The union drive was launched publicly in October and culminated in an election earlier this month. Results, tallied Friday by the National Labor Relations Board, show workers voted 248 to 44 to be represented by the Washington, D.C.-based NewsGuild-Communications Workers of America.
“We respect the outcome of the election and look forward to productive conversations with union leadership as we move forward,” said Marisa Kollias, spokeswoman for Tronc Inc., The Times’ parent. “We remain committed to ensuring that the Los Angeles Times is a leading source for news and information and to producing the award-winning journalism our readers rely on.”
Guild organizer Kristina Bui, a copy editor at The Times, said: “This was a long time coming, and we’re all thrilled that this has finally happened. The newsroom has put up with so much disruption and mismanagement, and this vote just underscores how much of a say we need to have in the decision-making process. The newsroom is demanding a seat at the bargaining table.”

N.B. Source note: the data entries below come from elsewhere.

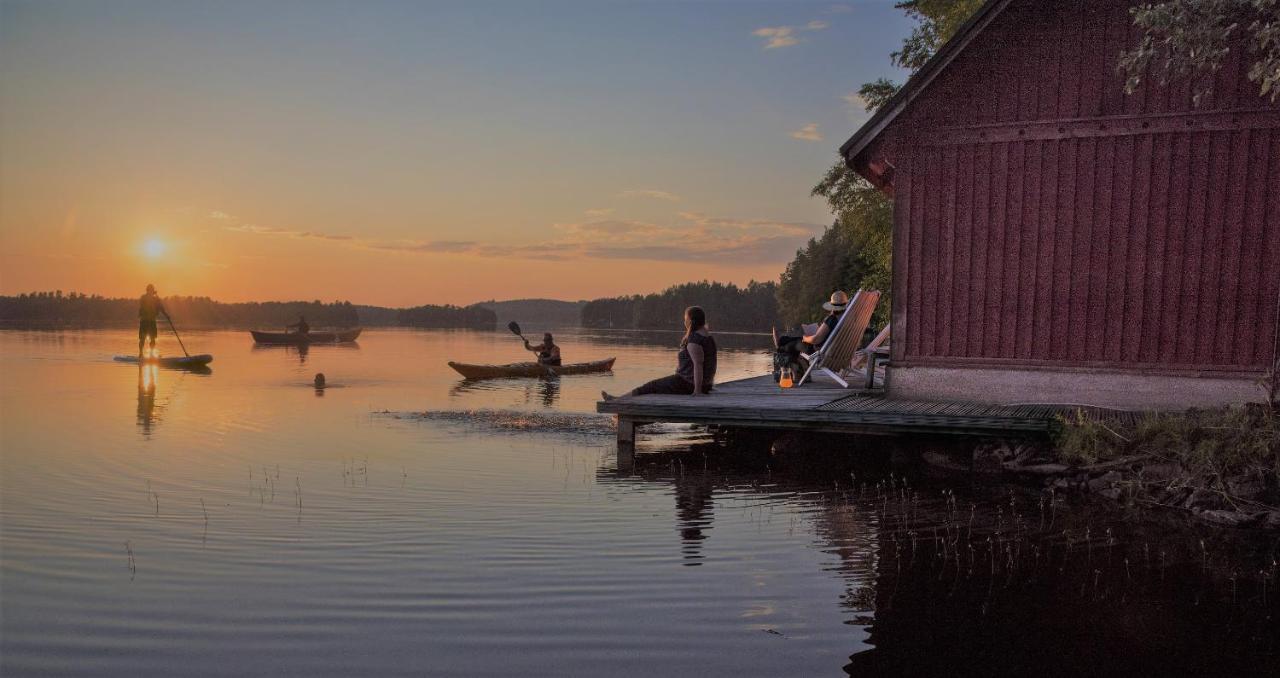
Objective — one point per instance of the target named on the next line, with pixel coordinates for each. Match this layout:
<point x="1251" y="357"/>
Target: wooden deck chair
<point x="837" y="352"/>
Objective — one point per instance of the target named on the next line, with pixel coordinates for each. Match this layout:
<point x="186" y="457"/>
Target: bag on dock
<point x="785" y="358"/>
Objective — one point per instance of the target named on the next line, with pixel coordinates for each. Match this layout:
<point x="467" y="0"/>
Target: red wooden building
<point x="1056" y="239"/>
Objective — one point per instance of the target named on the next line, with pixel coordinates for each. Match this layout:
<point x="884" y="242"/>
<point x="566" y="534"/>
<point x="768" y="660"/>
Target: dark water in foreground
<point x="234" y="523"/>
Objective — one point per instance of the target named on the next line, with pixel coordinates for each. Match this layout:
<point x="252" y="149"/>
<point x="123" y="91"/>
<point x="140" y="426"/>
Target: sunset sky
<point x="420" y="152"/>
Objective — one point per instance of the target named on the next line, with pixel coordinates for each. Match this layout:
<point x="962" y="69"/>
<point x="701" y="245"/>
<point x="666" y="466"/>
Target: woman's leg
<point x="672" y="384"/>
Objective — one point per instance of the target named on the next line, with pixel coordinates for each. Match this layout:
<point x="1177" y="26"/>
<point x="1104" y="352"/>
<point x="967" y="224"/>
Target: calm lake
<point x="406" y="522"/>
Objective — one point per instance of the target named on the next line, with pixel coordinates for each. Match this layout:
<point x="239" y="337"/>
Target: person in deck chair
<point x="695" y="363"/>
<point x="548" y="353"/>
<point x="810" y="337"/>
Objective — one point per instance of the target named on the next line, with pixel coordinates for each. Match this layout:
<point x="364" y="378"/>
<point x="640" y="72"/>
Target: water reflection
<point x="302" y="351"/>
<point x="694" y="514"/>
<point x="995" y="580"/>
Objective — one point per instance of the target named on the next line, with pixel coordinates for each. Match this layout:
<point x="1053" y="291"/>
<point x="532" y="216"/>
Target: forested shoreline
<point x="753" y="307"/>
<point x="40" y="310"/>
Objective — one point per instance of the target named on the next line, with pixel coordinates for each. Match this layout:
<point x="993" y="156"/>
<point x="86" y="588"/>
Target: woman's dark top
<point x="685" y="363"/>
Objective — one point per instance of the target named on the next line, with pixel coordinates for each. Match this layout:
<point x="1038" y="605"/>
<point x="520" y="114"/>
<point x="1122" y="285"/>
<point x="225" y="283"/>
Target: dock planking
<point x="821" y="406"/>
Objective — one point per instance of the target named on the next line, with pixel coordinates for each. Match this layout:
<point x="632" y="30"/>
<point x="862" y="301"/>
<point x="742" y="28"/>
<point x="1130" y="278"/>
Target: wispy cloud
<point x="693" y="237"/>
<point x="649" y="193"/>
<point x="855" y="101"/>
<point x="808" y="132"/>
<point x="786" y="36"/>
<point x="689" y="237"/>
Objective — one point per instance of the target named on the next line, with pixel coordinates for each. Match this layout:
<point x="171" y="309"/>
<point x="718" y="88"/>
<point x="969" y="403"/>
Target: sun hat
<point x="839" y="301"/>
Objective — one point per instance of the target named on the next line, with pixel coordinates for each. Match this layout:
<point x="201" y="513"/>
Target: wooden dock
<point x="821" y="406"/>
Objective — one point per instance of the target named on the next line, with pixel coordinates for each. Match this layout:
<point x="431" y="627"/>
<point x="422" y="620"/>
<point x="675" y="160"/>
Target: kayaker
<point x="695" y="363"/>
<point x="301" y="326"/>
<point x="812" y="337"/>
<point x="548" y="353"/>
<point x="149" y="308"/>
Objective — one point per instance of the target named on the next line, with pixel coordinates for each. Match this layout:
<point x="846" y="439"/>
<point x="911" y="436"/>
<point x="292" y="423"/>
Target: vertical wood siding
<point x="1118" y="243"/>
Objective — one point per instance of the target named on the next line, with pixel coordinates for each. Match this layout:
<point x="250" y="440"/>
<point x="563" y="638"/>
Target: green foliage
<point x="1191" y="39"/>
<point x="728" y="307"/>
<point x="475" y="317"/>
<point x="936" y="22"/>
<point x="73" y="310"/>
<point x="858" y="250"/>
<point x="877" y="92"/>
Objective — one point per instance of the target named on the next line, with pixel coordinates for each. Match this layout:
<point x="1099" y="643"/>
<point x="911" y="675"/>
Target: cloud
<point x="429" y="246"/>
<point x="855" y="101"/>
<point x="777" y="36"/>
<point x="273" y="230"/>
<point x="785" y="36"/>
<point x="694" y="237"/>
<point x="649" y="193"/>
<point x="808" y="132"/>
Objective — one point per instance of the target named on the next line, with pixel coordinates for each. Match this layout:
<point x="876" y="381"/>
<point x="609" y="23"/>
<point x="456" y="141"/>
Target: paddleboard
<point x="170" y="361"/>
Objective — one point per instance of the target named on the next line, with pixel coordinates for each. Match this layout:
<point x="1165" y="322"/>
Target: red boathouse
<point x="1059" y="241"/>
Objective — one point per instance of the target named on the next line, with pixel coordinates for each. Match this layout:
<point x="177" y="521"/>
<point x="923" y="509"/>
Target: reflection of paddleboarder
<point x="149" y="308"/>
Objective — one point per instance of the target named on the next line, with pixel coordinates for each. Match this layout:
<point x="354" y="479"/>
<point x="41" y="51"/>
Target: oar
<point x="176" y="334"/>
<point x="515" y="329"/>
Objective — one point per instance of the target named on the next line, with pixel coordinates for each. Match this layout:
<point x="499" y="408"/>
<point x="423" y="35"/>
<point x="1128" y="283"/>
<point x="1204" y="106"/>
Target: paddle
<point x="515" y="329"/>
<point x="176" y="334"/>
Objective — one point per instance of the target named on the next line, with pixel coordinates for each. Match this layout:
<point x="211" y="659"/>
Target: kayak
<point x="310" y="338"/>
<point x="530" y="369"/>
<point x="170" y="361"/>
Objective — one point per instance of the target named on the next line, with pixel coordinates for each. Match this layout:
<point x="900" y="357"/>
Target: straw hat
<point x="839" y="301"/>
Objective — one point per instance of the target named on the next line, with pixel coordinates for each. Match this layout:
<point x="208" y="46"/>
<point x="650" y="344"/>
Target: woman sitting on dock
<point x="813" y="335"/>
<point x="548" y="353"/>
<point x="695" y="363"/>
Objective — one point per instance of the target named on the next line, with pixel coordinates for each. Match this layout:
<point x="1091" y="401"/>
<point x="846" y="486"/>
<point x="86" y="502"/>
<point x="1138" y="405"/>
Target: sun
<point x="154" y="248"/>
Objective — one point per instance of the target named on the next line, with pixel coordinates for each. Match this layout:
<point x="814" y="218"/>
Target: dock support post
<point x="626" y="443"/>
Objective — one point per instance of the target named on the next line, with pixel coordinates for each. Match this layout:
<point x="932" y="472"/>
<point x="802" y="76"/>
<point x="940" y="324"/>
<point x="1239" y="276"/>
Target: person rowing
<point x="548" y="353"/>
<point x="149" y="308"/>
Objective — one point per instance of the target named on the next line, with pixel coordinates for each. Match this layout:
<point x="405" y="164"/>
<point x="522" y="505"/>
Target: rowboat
<point x="170" y="361"/>
<point x="310" y="338"/>
<point x="530" y="369"/>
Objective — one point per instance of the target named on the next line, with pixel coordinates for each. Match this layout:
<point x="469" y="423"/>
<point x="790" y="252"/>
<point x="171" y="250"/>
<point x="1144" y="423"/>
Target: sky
<point x="421" y="152"/>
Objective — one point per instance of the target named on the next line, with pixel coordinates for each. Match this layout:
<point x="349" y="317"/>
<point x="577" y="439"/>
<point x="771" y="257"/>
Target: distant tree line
<point x="728" y="307"/>
<point x="77" y="310"/>
<point x="475" y="317"/>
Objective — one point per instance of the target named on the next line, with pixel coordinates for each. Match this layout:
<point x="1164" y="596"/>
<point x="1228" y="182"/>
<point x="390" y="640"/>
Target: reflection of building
<point x="1056" y="239"/>
<point x="149" y="376"/>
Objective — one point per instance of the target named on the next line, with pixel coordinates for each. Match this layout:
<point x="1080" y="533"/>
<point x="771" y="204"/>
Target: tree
<point x="1191" y="40"/>
<point x="856" y="250"/>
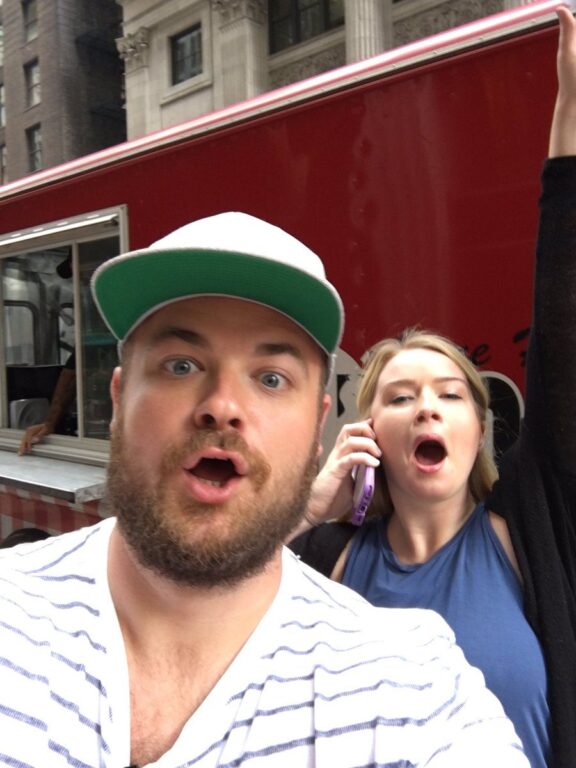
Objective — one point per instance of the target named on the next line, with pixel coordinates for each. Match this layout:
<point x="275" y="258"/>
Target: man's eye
<point x="181" y="367"/>
<point x="272" y="380"/>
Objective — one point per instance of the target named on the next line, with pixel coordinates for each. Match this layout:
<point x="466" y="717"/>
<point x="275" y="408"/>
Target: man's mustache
<point x="226" y="440"/>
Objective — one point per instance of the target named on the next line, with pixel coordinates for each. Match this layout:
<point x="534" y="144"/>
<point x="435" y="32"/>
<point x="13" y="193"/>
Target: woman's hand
<point x="331" y="496"/>
<point x="563" y="130"/>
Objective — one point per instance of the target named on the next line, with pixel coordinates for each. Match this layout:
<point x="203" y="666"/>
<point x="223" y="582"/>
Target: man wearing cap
<point x="179" y="632"/>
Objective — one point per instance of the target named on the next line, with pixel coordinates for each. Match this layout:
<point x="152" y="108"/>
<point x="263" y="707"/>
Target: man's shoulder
<point x="340" y="610"/>
<point x="47" y="568"/>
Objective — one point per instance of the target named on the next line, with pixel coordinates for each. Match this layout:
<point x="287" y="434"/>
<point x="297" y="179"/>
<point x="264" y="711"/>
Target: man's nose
<point x="219" y="406"/>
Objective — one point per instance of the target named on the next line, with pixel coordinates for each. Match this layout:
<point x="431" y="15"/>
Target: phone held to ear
<point x="363" y="477"/>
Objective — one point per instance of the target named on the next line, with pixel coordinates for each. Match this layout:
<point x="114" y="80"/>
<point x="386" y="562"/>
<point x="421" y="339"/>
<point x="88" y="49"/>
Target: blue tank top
<point x="472" y="584"/>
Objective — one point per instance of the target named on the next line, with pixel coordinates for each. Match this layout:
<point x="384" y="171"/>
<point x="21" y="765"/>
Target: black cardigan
<point x="536" y="492"/>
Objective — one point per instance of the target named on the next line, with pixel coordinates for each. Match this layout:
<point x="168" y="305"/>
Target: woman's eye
<point x="181" y="367"/>
<point x="272" y="380"/>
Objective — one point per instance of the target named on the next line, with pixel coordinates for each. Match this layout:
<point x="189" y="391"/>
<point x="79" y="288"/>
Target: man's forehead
<point x="199" y="318"/>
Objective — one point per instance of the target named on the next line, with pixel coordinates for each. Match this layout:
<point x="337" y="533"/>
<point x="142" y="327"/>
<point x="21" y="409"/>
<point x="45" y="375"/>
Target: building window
<point x="3" y="161"/>
<point x="295" y="21"/>
<point x="34" y="144"/>
<point x="32" y="82"/>
<point x="51" y="323"/>
<point x="186" y="53"/>
<point x="30" y="19"/>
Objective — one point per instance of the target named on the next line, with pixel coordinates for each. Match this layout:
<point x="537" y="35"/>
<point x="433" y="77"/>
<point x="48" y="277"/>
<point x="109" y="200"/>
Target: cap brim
<point x="137" y="284"/>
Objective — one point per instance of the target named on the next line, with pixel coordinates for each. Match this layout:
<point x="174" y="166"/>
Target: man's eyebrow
<point x="184" y="334"/>
<point x="263" y="349"/>
<point x="267" y="349"/>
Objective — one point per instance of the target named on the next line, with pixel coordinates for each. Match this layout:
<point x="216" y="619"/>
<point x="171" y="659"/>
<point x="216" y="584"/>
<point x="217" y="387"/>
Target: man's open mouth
<point x="216" y="472"/>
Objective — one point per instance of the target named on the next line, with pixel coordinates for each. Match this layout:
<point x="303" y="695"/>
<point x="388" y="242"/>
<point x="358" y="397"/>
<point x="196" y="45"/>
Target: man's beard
<point x="173" y="536"/>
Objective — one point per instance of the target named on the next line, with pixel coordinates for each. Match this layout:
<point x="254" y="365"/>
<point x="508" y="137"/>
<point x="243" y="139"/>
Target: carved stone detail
<point x="441" y="18"/>
<point x="133" y="49"/>
<point x="308" y="66"/>
<point x="234" y="10"/>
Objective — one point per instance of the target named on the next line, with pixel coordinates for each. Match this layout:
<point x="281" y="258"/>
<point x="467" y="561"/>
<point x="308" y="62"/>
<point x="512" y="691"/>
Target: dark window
<point x="186" y="51"/>
<point x="3" y="161"/>
<point x="50" y="323"/>
<point x="34" y="144"/>
<point x="30" y="19"/>
<point x="32" y="81"/>
<point x="295" y="21"/>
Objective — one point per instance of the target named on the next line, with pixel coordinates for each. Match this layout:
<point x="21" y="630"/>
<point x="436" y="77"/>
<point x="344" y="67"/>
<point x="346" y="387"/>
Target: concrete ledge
<point x="76" y="483"/>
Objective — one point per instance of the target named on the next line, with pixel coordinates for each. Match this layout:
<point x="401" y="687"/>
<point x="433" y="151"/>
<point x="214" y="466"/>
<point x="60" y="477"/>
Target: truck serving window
<point x="56" y="354"/>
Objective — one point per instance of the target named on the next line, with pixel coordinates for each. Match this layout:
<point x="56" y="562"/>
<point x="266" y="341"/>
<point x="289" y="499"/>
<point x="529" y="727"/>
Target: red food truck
<point x="414" y="174"/>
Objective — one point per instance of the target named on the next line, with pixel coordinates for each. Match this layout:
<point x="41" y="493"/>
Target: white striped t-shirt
<point x="325" y="680"/>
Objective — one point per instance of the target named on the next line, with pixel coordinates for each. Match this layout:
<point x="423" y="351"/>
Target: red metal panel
<point x="418" y="189"/>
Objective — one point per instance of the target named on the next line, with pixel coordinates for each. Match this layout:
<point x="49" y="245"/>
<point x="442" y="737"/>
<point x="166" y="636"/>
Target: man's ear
<point x="324" y="410"/>
<point x="115" y="394"/>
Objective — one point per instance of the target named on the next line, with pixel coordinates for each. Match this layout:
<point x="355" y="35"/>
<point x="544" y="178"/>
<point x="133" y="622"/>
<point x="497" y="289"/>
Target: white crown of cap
<point x="238" y="232"/>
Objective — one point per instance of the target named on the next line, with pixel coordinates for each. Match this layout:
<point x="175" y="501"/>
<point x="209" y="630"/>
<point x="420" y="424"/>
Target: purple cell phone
<point x="363" y="492"/>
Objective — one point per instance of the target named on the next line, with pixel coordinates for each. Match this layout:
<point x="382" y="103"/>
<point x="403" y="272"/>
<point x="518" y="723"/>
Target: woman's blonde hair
<point x="484" y="472"/>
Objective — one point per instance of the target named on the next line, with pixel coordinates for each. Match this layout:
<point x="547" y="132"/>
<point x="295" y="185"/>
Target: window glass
<point x="35" y="349"/>
<point x="2" y="106"/>
<point x="3" y="161"/>
<point x="98" y="345"/>
<point x="30" y="18"/>
<point x="34" y="144"/>
<point x="52" y="332"/>
<point x="32" y="80"/>
<point x="186" y="51"/>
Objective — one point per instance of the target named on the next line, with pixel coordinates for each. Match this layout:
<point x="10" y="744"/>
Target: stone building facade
<point x="184" y="59"/>
<point x="61" y="82"/>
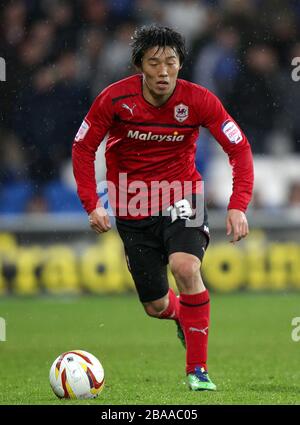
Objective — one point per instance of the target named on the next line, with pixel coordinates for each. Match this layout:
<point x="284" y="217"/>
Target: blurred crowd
<point x="60" y="54"/>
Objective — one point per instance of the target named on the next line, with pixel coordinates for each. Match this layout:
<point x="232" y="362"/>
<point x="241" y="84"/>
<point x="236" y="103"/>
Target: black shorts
<point x="148" y="244"/>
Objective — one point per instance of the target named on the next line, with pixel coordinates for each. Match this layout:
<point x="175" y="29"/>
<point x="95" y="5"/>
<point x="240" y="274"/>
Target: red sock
<point x="194" y="320"/>
<point x="171" y="312"/>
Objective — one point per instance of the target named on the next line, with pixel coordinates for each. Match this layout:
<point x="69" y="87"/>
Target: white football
<point x="76" y="374"/>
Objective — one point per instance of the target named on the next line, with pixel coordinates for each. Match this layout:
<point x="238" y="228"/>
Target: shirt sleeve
<point x="234" y="142"/>
<point x="92" y="131"/>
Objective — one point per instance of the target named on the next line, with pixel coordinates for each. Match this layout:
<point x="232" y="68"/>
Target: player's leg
<point x="147" y="264"/>
<point x="186" y="247"/>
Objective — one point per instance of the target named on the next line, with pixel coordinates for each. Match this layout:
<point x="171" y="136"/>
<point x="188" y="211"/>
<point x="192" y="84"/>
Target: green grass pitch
<point x="252" y="357"/>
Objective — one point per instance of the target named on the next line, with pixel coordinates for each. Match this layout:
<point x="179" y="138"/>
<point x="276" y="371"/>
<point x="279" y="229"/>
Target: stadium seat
<point x="60" y="198"/>
<point x="14" y="197"/>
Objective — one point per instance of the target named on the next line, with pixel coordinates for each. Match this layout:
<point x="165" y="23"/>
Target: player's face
<point x="160" y="67"/>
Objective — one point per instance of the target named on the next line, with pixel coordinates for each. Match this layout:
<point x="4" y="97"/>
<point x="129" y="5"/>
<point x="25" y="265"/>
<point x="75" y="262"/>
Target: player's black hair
<point x="146" y="37"/>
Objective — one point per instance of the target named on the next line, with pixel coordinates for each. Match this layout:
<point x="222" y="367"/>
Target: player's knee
<point x="155" y="308"/>
<point x="185" y="270"/>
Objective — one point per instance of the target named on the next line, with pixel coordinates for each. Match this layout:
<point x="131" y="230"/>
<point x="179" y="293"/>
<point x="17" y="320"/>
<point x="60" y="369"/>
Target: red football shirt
<point x="148" y="145"/>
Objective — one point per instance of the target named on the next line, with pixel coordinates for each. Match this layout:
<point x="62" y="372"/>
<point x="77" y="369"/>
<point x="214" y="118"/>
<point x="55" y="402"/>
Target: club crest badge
<point x="181" y="112"/>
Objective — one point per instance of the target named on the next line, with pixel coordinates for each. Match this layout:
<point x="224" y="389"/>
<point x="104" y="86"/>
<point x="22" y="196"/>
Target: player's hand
<point x="99" y="220"/>
<point x="236" y="223"/>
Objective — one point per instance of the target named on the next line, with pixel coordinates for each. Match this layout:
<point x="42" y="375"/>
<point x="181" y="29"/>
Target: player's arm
<point x="87" y="140"/>
<point x="234" y="142"/>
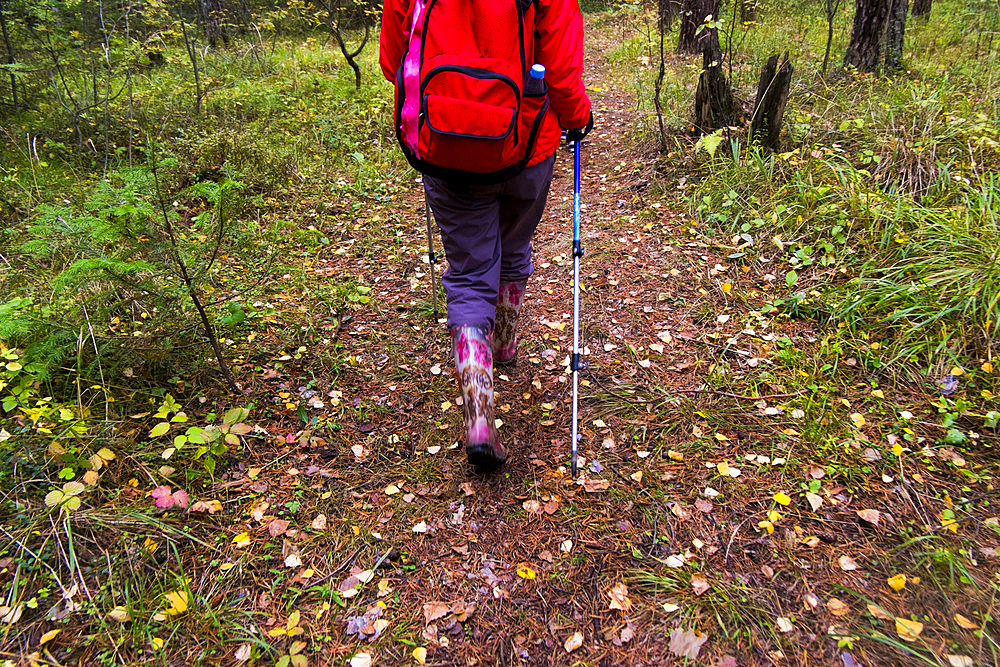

A staff organizing committee of 44 Times journalists had urged workers to unionize in response to years of corporate turnover, advertising declines and cutbacks that have shrunk The Times’ staff from more than 1,000 in the late 1990s to fewer than 400 today.
Management, in emails to workers, said a union would not be able to solve the fundamental financial challenges facing The Times and other newspaper companies, which have faced steady declines in print advertising revenue coupled with much slower growth — or declines — in online revenue.
Through the first nine months of last year, Tronc reported that print advertising revenue was down 17% from the same period a year earlier, while the company’s digital ad revenue fell 6%.
The NewsGuild, formed in 1933, represents 25,000 journalists, including reporters and editors at the New York Times, Washington Post and Wall Street Journal. The Los Angeles Times was one of the few major U.S. newspapers whose journalists were not part of a union.